Au lieu de cela, on en vient à biaiser et à faire jouer les coudes. Les économies sont naturellement toujours douloureuses, parce que des personnes sont aussi concernées. Malheureusement le dialogue sur le plan concret n’est qu’embryonnaire. Il est encore plus déplorable qu’actuellement, entre les diverses tendances à l’intérieur de l’Eglise à Bâle, il n’y ait pas de «base spirituelle commune», selon Xaver Pfister.

Il est vrai qu’il est difficile de parler, dans la situation actuelle, d’une chance, mais on devrait pouvoir se dire: «Nous traversons cette crise. Et l’Esprit de Dieu est peut-être aussi présent dans une telle situation.»

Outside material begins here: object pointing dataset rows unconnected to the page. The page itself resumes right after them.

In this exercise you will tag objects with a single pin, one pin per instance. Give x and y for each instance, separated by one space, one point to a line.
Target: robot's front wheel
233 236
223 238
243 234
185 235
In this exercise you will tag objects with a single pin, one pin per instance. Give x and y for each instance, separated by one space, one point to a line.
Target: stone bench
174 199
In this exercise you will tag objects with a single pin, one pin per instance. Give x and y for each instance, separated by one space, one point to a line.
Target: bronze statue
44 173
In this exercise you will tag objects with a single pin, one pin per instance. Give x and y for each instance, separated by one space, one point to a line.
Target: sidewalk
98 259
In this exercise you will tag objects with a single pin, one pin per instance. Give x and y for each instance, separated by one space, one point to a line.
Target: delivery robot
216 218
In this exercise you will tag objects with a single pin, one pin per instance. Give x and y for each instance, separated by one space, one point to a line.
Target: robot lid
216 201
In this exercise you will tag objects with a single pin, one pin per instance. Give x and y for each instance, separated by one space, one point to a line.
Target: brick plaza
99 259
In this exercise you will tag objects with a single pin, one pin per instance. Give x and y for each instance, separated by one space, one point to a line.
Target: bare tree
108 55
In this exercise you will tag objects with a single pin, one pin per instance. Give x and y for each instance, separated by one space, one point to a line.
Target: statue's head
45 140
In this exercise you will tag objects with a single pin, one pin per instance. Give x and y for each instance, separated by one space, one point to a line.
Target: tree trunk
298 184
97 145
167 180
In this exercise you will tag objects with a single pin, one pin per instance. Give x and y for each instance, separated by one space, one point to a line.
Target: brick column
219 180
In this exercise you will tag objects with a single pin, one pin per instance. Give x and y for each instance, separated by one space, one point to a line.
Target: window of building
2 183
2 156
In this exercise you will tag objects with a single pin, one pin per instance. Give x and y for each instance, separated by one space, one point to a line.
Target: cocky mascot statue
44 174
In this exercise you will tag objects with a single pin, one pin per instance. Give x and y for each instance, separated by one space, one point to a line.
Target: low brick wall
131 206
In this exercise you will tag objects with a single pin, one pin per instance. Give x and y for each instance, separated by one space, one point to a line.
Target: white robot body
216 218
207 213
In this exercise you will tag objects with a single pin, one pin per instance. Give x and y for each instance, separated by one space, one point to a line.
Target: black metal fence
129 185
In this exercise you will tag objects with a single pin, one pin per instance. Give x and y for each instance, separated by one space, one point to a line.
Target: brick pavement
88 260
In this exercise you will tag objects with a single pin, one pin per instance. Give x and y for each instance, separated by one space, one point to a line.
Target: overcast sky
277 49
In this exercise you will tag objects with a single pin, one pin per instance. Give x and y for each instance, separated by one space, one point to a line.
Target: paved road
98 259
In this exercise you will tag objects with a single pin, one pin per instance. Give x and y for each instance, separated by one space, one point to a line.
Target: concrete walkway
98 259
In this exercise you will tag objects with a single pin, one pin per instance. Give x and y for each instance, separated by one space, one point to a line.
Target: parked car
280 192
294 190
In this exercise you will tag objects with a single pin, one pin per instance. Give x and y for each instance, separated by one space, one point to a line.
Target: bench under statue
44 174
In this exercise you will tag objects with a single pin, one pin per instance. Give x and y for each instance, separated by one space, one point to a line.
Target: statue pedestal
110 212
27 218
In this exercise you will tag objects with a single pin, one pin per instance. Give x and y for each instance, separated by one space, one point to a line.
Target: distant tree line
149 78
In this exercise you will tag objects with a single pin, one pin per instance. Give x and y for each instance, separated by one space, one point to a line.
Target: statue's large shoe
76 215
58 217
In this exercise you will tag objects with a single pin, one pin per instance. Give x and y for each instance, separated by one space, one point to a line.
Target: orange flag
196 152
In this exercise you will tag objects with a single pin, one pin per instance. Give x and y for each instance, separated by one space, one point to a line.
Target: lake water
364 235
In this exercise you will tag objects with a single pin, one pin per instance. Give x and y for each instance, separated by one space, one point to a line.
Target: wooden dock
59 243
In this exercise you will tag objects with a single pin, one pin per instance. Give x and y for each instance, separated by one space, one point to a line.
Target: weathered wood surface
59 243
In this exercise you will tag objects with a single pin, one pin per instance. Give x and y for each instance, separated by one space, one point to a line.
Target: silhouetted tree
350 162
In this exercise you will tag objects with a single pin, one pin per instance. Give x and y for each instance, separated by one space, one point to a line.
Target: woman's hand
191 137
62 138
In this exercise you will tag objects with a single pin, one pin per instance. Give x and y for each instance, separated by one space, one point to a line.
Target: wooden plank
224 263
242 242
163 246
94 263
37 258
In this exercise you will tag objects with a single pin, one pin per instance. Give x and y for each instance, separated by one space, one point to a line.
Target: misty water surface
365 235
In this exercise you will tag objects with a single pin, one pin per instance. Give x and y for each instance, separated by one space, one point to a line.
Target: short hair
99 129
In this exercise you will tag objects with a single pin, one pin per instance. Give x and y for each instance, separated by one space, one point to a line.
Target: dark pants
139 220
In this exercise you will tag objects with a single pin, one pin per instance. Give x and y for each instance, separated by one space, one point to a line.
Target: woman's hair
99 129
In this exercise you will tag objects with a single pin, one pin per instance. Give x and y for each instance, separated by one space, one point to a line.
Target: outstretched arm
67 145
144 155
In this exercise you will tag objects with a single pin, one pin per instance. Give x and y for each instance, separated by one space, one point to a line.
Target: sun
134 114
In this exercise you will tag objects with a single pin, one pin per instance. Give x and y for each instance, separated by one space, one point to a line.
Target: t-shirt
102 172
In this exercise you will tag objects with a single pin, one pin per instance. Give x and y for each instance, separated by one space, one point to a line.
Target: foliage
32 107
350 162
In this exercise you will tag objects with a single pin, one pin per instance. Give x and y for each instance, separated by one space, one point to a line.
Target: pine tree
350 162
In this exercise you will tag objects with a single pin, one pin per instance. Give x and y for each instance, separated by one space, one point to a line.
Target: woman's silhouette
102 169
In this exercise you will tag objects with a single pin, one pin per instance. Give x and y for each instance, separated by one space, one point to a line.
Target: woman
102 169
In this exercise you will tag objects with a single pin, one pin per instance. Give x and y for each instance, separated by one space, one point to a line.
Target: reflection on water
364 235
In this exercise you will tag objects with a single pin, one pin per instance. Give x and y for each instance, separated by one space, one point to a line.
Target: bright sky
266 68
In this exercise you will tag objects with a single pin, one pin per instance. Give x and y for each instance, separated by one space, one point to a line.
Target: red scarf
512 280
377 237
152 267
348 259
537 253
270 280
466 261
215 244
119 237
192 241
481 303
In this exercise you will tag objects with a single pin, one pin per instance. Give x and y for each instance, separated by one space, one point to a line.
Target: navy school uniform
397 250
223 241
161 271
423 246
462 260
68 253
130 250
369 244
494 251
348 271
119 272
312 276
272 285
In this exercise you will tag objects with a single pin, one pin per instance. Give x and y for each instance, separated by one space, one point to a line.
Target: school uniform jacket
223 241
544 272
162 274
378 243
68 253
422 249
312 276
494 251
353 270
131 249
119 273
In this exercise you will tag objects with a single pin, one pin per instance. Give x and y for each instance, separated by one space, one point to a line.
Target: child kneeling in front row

Le responsable de l’information comprend certes que les croyants aient vraiment à coeur leurs paroisses. Certains, par exemple, ont, suite à un voeu émis lors de la dernière Guerre mondiale, rendu possible par leur contribution personnelle la construction de l’église Saint-Michel. Mais il estime que dans le contexte social actuel, une paroisse ne peut plus être «tout pour tous», selon l’expression de saint Paul. C’est pourquoi il faut avoir le courage de davantage emprunter des voies de recherche et de faire de nouvelles expériences dans l’Eglise, des expériences où l’échec doit être permis.

Des centres d’Eglise spécifiques au milieu

Dans le contexte urbain de Bâle, où les gens ne vivent presque plus dans leurs quartiers, il est nécessaire d’augmenter le nombre de centres d’Eglise qui soient spécifiques au milieu dans lequel elles se trouvent. Ici, une paroisse avec une «grande liturgie» et beaucoup de musique classique, là une Eglise plutôt populaire ou plus intellectuelle. Ici une paroisse à la teinte charismatique, là une paroisse avec des offres spécialement destinées aux familles. Et l’Eglise doit aussi naturellement offrir quelque chose aux personnes qui ne peuvent s’identifier à 100% avec elle, mais qui voudraient peut-être s’engager dans le diaconat ou participer à la vie monastique.

Même un tout petit peu membre de l’Eglise?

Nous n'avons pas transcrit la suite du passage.